4/10
Routine B Crimebuster.
24 September 2007
Warning: Spoilers
It zips along quickly, like most B productions, with little wasted motion and no time spent on incidental events or reality intrusions. It's a British crime thriller starring Esmond Knight and Lilli Palmer and was made in 1935, about the time Hitchcock was hitting his stride in the same arena.

You can't help wondering, as this thing rolls along in its complicated but uninspired way, like any cheap second feature starring Boston Blackie or Charlie Chan, what Hitchcock would have done with it. There's even a scene shot in an illegal casino in which one of the villains is eating a meal. And that's it. He just eats. All the scenes show about as much interest on the part of the participants as this one, as exciting as watching a barnacle clinging to a rock.
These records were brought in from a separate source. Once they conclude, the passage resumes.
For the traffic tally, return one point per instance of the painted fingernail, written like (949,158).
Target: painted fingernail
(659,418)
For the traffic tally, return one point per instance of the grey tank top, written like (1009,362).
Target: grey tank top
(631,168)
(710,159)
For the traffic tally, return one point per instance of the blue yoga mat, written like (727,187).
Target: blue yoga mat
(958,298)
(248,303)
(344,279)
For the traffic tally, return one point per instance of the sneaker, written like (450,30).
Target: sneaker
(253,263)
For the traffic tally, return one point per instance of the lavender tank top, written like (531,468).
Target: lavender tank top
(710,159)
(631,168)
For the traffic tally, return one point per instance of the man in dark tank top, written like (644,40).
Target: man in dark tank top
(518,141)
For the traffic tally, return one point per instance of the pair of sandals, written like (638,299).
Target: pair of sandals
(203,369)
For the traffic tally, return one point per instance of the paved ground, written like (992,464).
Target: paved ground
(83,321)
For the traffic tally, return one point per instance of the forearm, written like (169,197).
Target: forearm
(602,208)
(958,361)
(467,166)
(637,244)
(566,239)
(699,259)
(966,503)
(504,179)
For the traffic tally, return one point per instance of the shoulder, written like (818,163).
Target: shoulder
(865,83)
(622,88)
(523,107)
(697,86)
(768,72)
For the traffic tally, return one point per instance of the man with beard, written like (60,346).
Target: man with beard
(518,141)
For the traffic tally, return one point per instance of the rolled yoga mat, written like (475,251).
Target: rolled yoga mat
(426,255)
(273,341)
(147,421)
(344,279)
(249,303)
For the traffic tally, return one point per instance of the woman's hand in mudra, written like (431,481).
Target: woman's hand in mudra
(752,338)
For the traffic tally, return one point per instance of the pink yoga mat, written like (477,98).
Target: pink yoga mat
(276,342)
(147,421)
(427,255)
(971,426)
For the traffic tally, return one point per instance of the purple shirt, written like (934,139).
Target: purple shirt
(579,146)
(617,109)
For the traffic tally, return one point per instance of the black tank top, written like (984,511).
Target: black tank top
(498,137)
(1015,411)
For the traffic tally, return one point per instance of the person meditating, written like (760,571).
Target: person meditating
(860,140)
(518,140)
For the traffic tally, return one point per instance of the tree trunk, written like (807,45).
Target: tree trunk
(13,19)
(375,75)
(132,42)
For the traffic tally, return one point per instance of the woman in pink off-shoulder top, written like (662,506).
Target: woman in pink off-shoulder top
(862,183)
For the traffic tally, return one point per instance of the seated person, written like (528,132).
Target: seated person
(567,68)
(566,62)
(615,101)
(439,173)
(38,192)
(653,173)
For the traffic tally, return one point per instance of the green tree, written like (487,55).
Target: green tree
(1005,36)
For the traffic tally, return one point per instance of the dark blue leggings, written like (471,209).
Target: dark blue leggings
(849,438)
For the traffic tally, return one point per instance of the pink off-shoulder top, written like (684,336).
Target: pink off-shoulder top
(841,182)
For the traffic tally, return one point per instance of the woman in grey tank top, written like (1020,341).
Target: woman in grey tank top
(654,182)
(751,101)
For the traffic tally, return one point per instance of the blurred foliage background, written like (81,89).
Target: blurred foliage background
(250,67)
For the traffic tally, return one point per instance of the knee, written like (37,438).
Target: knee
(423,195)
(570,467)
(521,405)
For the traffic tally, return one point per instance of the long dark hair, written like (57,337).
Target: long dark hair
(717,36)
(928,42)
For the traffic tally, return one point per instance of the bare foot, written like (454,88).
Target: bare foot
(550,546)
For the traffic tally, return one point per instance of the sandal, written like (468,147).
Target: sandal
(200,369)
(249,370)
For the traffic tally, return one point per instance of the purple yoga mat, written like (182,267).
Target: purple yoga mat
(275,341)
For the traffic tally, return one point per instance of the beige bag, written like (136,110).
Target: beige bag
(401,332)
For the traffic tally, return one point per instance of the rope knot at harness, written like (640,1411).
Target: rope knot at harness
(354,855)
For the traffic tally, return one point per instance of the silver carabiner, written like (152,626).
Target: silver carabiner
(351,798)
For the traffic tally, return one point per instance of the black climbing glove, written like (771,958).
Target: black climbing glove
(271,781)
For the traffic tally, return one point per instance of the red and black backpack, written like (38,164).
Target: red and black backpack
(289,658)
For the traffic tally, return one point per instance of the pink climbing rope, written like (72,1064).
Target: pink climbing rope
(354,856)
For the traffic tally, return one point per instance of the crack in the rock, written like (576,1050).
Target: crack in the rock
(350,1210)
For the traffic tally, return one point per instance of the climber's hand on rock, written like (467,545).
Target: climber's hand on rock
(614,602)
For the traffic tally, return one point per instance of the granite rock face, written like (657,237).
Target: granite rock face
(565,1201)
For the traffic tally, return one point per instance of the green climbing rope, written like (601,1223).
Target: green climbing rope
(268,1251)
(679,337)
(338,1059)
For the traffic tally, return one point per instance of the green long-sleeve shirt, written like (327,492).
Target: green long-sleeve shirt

Lilli Palmer plays a slightly tarnished moll who falls for the hero and turns good. She's recognizable to those familiar with her later films only because her voice is the same. It's really strange. She was 21 when this was released and quite pretty. Ten or fifteen years later she was beautiful. Did she get a nose job, or what? Unless you have a taste for old-fashioned crime films with the undercover Scotland Yard agent finally trapping the cackling villain -- "Of course, you think I'm mad. I prefer to call it genius." -- you might better think about spending your time doing something other than this absolutely formulaic B film.